2023-08-17 20:20 (X/X) s=-357.082 p=(108, 103, 130, 'ruleHHMMmilitary', 'ruleDOM1', 'ruleNamedMonth', 'ruleDOMMonth', 'ruleLatentDOY', 'ruleDateTOD')
2023-08-17 20:20 (X/X) s=-367.858 p=(108, 103, 130, 'ruleNamedMonth', 'ruleHHMMmilitary', 'ruleDOM1', 'ruleDOMMonth', 'ruleLatentDOY', 'ruleDateTOD')
2020-08-17 X:X (X/X) s=-372.308 p=(108, 103, 111, 'ruleYear', 'ruleDOM1', 'ruleNamedMonth', 'ruleDOMMonth', 'ruleDOYYear')
2020-08-17 X:X (X/X) s=-379.009 p=(108, 103, 111, 'ruleNamedMonth', 'ruleDOM1', 'ruleDOMMonth', 'ruleYear', 'ruleDOYYear')
2020-08-17 X:X (X/X) s=-379.974 p=(126, 111, 'ruleDDMM', 'ruleYear', 'ruleDOYYear')
2020-08-X X:X (X/X) s=-695.337 p=(108, 103, 111, 'ruleNamedMonth', 'ruleDOM1', 'ruleYear', 'ruleMonthYear')
2023-08-17 X:X (X/X) s=-773.528 p=(108, 103, 130, 'ruleDOM1', 'ruleNamedMonth', 'ruleDOMMonth', 'ruleLatentDOY')
2023-08-17 X:X (X/X) s=-781.179 p=(108, 103, 130, 'ruleNamedMonth', 'ruleDOM1', 'ruleDOMMonth', 'ruleLatentDOY')
X-08-17 X:X (X/X) s=-790.539 p=(126, 111, 'ruleYear', 'ruleDDMM')
X-08-X X:X (X/X) s=-1291.254 p=(108, 103, 130, 'ruleHHMMmilitary', 'ruleDOM1', 'ruleNamedMonth', 'ruleLatentDOM')
X-08-X X:X (X/X) s=-1296.821 p=(108, 103, 130, 'ruleNamedMonth', 'ruleHHMMmilitary', 'ruleDOM1', 'ruleLatentDOM')
2020-X-X X:X (X/X) s=-1694.826 p=(108, 103, 111, 'ruleYear', 'ruleDOM1', 'ruleNamedMonth', 'ruleDOMMonth', 'ruleLatentDOY')

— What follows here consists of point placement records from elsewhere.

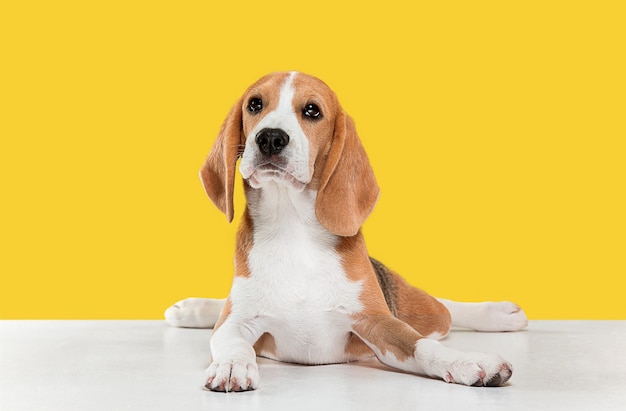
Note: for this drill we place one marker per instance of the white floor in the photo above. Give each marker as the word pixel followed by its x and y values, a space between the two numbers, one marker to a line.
pixel 147 365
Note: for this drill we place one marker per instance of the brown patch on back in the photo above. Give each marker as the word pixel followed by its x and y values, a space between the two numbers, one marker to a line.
pixel 244 243
pixel 387 285
pixel 357 265
pixel 388 334
pixel 223 315
pixel 420 310
pixel 374 324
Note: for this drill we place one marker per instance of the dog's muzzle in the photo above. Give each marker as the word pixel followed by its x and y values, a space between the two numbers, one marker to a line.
pixel 271 141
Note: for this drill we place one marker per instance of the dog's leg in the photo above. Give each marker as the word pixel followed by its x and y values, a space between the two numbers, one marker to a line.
pixel 486 316
pixel 398 345
pixel 234 366
pixel 195 312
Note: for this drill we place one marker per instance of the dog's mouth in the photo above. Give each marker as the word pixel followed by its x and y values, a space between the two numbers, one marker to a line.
pixel 265 172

2023-06-01 20:20 (X/X) s=-1696.719 p=(108, 103, 130, 'ruleHHMMmilitary', 'ruleDOM1', 'ruleNamedMonth', 'ruleLatentDOM')
2020-X-X X:X (X/X) s=-1701.773 p=(126, 111, 'ruleDDMM', 'ruleLatentDOY', 'ruleYear')
2023-06-01 20:20 (X/X) s=-1702.286 p=(108, 103, 130, 'ruleNamedMonth', 'ruleHHMMmilitary', 'ruleDOM1', 'ruleLatentDOM')
2023-06-17 X:X (X/X) s=-1984.401 p=(108, 103, 130, 'ruleHHMMmilitary', 'ruleDOM1', 'ruleNamedMonth', 'ruleLatentDOM')
2023-06-17 X:X (X/X) s=-1989.968 p=(108, 103, 130, 'ruleNamedMonth', 'ruleHHMMmilitary', 'ruleDOM1', 'ruleLatentDOM')
2020-X-X X:X (X/X) s=-1701.432 p=(108, 103, 111, 'ruleNamedMonth', 'ruleDOM1', 'ruleDOMMonth', 'ruleLatentDOY', 'ruleYear')
X-X-17 X:X (X/X) s=-1994.620 p=(108, 103, 111, 'ruleNamedMonth', 'ruleDOM1', 'ruleYear', 'ruleMonthYear')

So maybe adding more examples of this kind to the data set used to train the scorer is the easier way to solve this problem.